Chapitre 10

364 23 78
                                    

Aaron

-Tu me délaisses, fils ingrat. Grogne ma mère en mastiquant son morceau de pain.

J'étais tellement pris émotionnellement par Katya que j'en ai oublié de voir ma mère la semaine dernière.

-Ça va, ce n'est pas comme si tu disparaissais du centre.

-Dès lors où tu m'as foutu ici, tu as été ingrat.

Je reste neutre, assis sur ma chaise à observer cette femme me cracher à la gueule.

-Noah ne m'aurait jamais mis en centre.. Chuchote-t-elle.

Je hoche la tête sans prendre la parole. Elle n'a pas tort. De lui-même, Noah ne l'aurait jamais mis dans un centre. J'ai dû le pousser à le faire. Il reste bien trop accroché à cette femme qui ne le considère plus. Est-ce sa faute ? Elle délire complètement. Pour elle, nous ne sommes que des démons, les fils de nos pères.

-Tu vas t'en sortir.

Elle balance son plateau au sol, mais je tente de rester calme et de ne pas ciller.

-Jamais ! Tu le sais aussi bien que moi que je ne sortirais pas de là ! Tu es un monstre ! Grogne-t-elle en me pointant la fourchette près du visage.

Je sais qu'elle est totalement capable de me planter comme elle a défiguré le visage de mon frère.
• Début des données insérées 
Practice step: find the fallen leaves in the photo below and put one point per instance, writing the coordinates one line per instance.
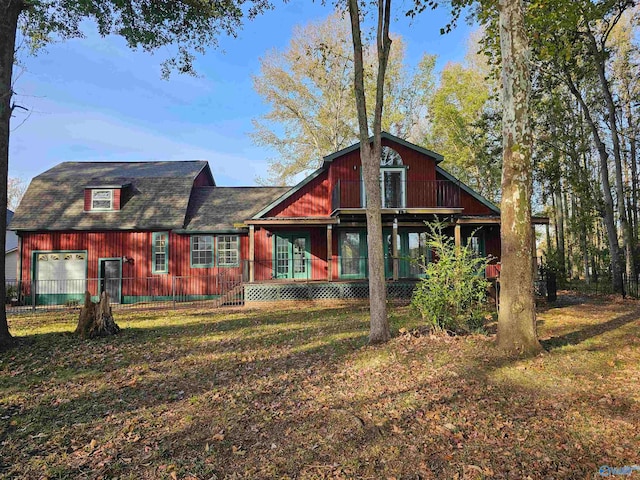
(268, 395)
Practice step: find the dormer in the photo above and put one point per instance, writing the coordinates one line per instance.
(103, 198)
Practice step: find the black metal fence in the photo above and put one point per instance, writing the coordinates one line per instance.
(602, 286)
(166, 291)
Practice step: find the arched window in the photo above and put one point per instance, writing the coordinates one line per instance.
(392, 179)
(390, 158)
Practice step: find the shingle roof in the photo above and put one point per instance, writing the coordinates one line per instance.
(219, 208)
(157, 198)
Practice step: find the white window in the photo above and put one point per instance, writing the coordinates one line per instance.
(201, 251)
(160, 253)
(101, 199)
(228, 250)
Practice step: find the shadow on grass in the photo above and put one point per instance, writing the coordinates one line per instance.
(579, 336)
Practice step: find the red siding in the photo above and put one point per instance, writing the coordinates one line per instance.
(264, 251)
(312, 200)
(116, 198)
(472, 206)
(87, 199)
(135, 245)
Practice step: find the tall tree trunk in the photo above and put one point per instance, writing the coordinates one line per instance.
(370, 155)
(607, 210)
(9, 12)
(557, 194)
(517, 317)
(598, 56)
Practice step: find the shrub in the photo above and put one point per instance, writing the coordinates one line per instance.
(452, 295)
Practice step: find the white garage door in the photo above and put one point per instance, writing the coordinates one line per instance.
(61, 272)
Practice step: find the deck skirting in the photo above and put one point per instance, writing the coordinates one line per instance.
(275, 292)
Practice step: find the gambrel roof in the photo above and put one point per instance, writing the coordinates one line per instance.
(155, 197)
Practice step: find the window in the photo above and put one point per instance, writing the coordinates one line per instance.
(101, 199)
(417, 250)
(392, 187)
(160, 253)
(291, 255)
(353, 254)
(228, 251)
(393, 180)
(201, 251)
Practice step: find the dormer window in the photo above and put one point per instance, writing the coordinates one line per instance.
(101, 199)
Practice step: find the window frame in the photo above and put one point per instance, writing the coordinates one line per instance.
(218, 249)
(191, 251)
(362, 259)
(154, 253)
(111, 199)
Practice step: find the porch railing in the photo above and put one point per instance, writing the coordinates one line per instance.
(406, 194)
(224, 289)
(352, 268)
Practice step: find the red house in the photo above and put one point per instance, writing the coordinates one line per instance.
(157, 230)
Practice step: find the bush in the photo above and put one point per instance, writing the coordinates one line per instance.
(452, 295)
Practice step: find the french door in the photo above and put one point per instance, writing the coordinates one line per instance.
(291, 255)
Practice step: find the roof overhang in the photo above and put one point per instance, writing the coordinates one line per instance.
(109, 185)
(387, 136)
(293, 221)
(469, 190)
(495, 220)
(400, 211)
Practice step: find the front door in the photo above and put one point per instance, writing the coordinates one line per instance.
(111, 278)
(291, 258)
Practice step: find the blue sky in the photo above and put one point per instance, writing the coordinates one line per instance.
(94, 99)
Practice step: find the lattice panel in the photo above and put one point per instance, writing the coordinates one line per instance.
(400, 290)
(324, 291)
(320, 291)
(355, 290)
(294, 292)
(260, 293)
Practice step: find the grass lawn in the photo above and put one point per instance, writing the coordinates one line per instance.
(298, 394)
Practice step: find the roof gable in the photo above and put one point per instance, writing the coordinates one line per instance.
(157, 198)
(387, 136)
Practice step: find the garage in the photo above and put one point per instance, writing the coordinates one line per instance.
(61, 277)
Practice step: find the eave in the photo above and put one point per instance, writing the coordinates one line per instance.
(293, 221)
(401, 211)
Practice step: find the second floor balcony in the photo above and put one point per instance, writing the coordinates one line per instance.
(398, 194)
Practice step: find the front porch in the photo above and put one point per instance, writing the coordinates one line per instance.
(277, 291)
(334, 250)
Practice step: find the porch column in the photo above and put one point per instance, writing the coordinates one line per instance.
(394, 248)
(534, 253)
(329, 252)
(252, 253)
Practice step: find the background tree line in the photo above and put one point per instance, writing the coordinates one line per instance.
(585, 98)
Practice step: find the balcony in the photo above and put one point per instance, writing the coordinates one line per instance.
(399, 194)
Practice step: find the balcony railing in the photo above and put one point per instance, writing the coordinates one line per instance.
(406, 194)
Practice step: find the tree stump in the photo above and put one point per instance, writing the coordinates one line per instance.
(96, 319)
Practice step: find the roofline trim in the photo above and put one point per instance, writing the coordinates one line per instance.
(387, 136)
(289, 193)
(468, 189)
(209, 231)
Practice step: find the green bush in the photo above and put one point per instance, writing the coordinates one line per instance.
(452, 296)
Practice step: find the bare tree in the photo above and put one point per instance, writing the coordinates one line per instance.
(370, 154)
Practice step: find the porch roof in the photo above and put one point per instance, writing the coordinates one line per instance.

Cette femme est capable de tout, mais il y a bien longtemps que ça ne m'atteint plus.

-Maman, pose cette fourchette.

-Ne m'appelle pas maman ! Hurle-t-elle. Tu es seulement le fils d'une pourriture, le fils du diable ! Regarde-toi ! Tu as la même gueule que lui, les mêmes yeux terrifiants.

Elle ment. Je ne trouve aucune ressemblance physique entre Ronnie et moi. À moins que je ne m'en persuade seulement.

Elle agite sa fourchette devant moi, mais je reste assis. Je l'ai vu tant de fois prendre cette apparence que ça me désole plus que ça ne me fait peur.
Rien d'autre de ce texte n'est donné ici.